Moscow’s adamant refusal to recognize the new Ukrainian leadership’s legitimacy then began shifting toward a possible recognition of the results of upcoming elections. It seems that during this period the Kremlin also formulated its policy toward the self-proclaimed «people’s republics» — that is, to provide them with support to prevent their military defeat, but to steer towards keeping them part of the Ukrainian state on terms essentially dictated by Moscow.

The Kremlin most likely came to this approach after running a costs-benefits analysis of further territorial expansion, considerations that included the effect of sanctions the West would likely impose; the direct expense of integrating Ukraine’s eastern regions or supporting their autonomy; the probability of the appearance of a far more homogenous and openly anti-Russian government in Kiev that could turn into a military and strategic springboard against Moscow; the formation of a single Western front consolidated by the «Russian threat» and the subsequent collapse of pro-Russian forces in Europe.

The negotiations in Donetsk on June 23 were the result of an intensive, mostly behind-the-scenes process that began with a brief conversation between Ukrainian President Petro Poroshenko and Putin in Normandy.

The starting conditions are acceptable to Moscow. Kiev has stopped referring to the leaders of the self-proclaimed Donetsk People’s Republic as terrorists, de facto recognizing them as participants in the negotiations — including, and more importantly, its Prime Minister Alexander Borodai, a Russian citizen.

This has legitimized the real players in Ukraine’s eastern region, including its Russian members. Poroshenko has indicated that he is serious about the talks by enlisting the political heavyweight and former Ukrainian President Leonid Kuchma to negotiate on his behalf, along with Kuchma’s former chief-of-staff Viktor Medvedchuk, a close friend of Putin and the most pro-Russian figure in the Ukrainian political field — and himself well-integrated into that milieu.

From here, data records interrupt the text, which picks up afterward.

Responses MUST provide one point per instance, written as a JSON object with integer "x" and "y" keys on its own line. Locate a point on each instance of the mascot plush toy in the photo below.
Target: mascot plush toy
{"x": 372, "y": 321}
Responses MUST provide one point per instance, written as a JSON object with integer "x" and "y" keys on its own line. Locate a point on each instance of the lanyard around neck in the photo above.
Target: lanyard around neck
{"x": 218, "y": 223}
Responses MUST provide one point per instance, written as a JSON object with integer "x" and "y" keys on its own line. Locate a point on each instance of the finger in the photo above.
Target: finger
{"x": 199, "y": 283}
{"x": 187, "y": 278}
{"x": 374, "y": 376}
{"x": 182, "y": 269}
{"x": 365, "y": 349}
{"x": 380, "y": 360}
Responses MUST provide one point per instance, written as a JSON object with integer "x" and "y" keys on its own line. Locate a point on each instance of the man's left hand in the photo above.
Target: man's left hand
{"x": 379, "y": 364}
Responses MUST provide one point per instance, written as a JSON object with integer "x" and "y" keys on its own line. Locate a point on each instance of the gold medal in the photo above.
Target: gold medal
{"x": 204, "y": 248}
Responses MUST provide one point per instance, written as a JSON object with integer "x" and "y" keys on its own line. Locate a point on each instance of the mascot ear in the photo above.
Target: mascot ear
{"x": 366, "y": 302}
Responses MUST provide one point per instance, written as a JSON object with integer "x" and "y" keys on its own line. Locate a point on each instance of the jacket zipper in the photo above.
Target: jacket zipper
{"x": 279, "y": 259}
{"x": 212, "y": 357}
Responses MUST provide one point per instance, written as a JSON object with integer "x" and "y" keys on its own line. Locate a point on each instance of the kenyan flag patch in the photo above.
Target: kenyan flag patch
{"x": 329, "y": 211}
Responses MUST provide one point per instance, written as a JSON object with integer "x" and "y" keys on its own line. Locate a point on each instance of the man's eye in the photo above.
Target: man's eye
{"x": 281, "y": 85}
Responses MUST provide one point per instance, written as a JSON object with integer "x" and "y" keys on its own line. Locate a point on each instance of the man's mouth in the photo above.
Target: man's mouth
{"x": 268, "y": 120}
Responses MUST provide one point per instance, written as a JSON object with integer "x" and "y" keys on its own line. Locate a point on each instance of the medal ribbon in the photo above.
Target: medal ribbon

What is Russia’s goal? It is exactly what senior Russian officials have repeatedly stated — namely, the decentralization of Ukraine with rights guarantees for different population groups and the formal declaration of Ukraine as a neutral state.

Russia is no longer willing to rely on outside guarantees and prefers creating a sort of built-in «disabling device», perhaps a political party, that would prevent Ukraine from moving in a direction undesirable to the Kremlin. This hypothetical party has almost no chance of ever coming to power in Ukraine, but it would carry enough influence to exercise veto power over Kiev’s strategic decisions.

The Kremlin sees Ukraine’s development as a neutral state as a real possibility, and therefore used the revocation of the president’s right to use military force in Ukraine as a gracious gesture toward Poroshenko and the West.

What happens next? There is some chance that a political resolution of the crisis will succeed, although the experience of similar conflicts, such as that in Bosnia, indicates that a lasting truce will only come after several failed attempts.

Considering the scale of the problems Kiev faces and its past experience, the Kremlin has little faith in the sustainability of the Ukrainian state, even if a path to peace is found now. As a result, there is a widespread belief that any settlement will be only temporary at best, and that new crises are inevitable. And in the absence of an overall strategy, the Kremlin will continue to pursue a purely reactive policy toward Ukraine.